O PCE é o índice de preços das despesas de consumo pessoal e é o indicador de inflação que o Federal Reserve usa para perseguir sua meta de 2%. Ele difere do CPI em três pontos: abrangência maior, pesos atualizados com mais frequência e fórmula que capta substituição de consumo. A leitura de julho de 2026 é divulgada nesta semana, junto com o simpósio de Jackson Hole.
Principais pontos
- A meta de 2% do Federal Reserve é definida sobre o PCE, não sobre o CPI.
- O PCE tem abrangência maior e inclui gastos feitos em nome do consumidor, como planos de saúde pagos pelo empregador.
- Os pesos do PCE são atualizados com mais frequência do que os do CPI.
- A fórmula do PCE capta substituição: se o consumidor troca um produto caro por outro, o índice reflete.
- Por essas diferenças, o PCE costuma rodar um pouco abaixo do CPI.

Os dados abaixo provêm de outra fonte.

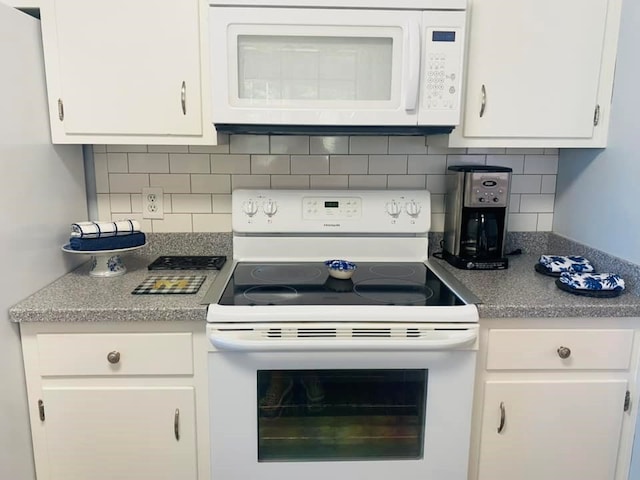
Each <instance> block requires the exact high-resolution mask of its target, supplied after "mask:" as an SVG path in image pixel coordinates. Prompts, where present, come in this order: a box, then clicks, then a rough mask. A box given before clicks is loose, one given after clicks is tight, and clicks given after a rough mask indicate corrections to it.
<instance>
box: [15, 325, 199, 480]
mask: <svg viewBox="0 0 640 480" xmlns="http://www.w3.org/2000/svg"><path fill="white" fill-rule="evenodd" d="M204 328H205V326H204V322H201V323H198V324H191V323H189V322H184V323H181V322H175V323H173V322H141V323H140V324H136V322H131V323H123V324H117V323H113V324H109V325H105V324H96V325H91V324H86V323H85V324H82V323H76V324H60V323H58V324H52V325H50V324H46V323H42V324H35V323H34V324H30V323H28V324H22V325H21V335H22V345H23V355H24V363H25V372H26V379H27V391H28V401H29V411H30V417H31V429H32V437H33V449H34V457H35V463H36V473H37V477H38V480H113V479H119V480H125V479H131V480H141V479H153V480H176V479H180V480H198V479H201V480H206V479H208V478H209V460H208V457H209V456H208V451H209V444H208V437H209V435H208V422H209V421H208V397H207V392H208V389H207V378H206V377H207V374H206V368H207V367H206V352H207V347H206V337H205V335H204ZM199 452H203V454H199Z"/></svg>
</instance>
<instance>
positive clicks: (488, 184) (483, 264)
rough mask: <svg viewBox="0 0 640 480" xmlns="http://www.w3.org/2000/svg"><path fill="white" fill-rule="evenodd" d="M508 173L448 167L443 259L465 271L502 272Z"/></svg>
mask: <svg viewBox="0 0 640 480" xmlns="http://www.w3.org/2000/svg"><path fill="white" fill-rule="evenodd" d="M511 171H512V170H511V169H510V168H507V167H494V166H488V165H454V166H451V167H449V172H450V175H448V181H449V183H448V187H447V205H446V214H445V231H444V249H443V258H444V259H446V260H447V261H448V262H449V263H450V264H451V265H453V266H455V267H457V268H464V269H468V270H495V269H504V268H507V267H508V265H509V261H508V259H507V258H506V257H505V256H504V239H505V234H506V226H507V225H506V220H507V205H508V202H509V191H510V185H511Z"/></svg>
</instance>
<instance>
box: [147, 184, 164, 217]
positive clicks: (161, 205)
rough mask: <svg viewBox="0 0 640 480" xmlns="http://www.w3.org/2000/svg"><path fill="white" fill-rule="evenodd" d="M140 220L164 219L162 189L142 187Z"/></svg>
mask: <svg viewBox="0 0 640 480" xmlns="http://www.w3.org/2000/svg"><path fill="white" fill-rule="evenodd" d="M142 218H151V219H153V218H155V219H161V218H164V194H163V192H162V187H144V188H143V189H142Z"/></svg>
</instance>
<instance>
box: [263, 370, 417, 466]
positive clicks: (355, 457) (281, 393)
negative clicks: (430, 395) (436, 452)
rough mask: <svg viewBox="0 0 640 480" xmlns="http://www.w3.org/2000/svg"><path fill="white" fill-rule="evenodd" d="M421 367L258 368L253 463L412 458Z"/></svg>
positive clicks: (414, 444) (413, 449) (416, 421)
mask: <svg viewBox="0 0 640 480" xmlns="http://www.w3.org/2000/svg"><path fill="white" fill-rule="evenodd" d="M427 378H428V371H427V370H426V369H400V370H396V369H394V370H386V369H385V370H258V372H257V381H258V389H257V392H258V399H257V400H258V411H257V422H258V461H260V462H269V461H326V460H389V459H420V458H422V456H423V445H424V434H425V404H426V398H427Z"/></svg>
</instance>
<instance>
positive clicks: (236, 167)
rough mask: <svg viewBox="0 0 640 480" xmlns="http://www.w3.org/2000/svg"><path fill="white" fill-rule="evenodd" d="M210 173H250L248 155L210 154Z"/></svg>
mask: <svg viewBox="0 0 640 480" xmlns="http://www.w3.org/2000/svg"><path fill="white" fill-rule="evenodd" d="M211 173H235V174H238V175H242V174H244V175H249V174H250V173H251V156H250V155H211Z"/></svg>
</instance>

Por que existem dois índices
Os Estados Unidos produzem duas medidas oficiais de inflação ao consumidor, por dois órgãos diferentes e com finalidades distintas. O CPI é calculado pelo departamento de estatísticas do trabalho e serve, entre outras coisas, para reajustar benefícios e contratos. O PCE integra as contas nacionais e é calculado pelo órgão de análise econômica.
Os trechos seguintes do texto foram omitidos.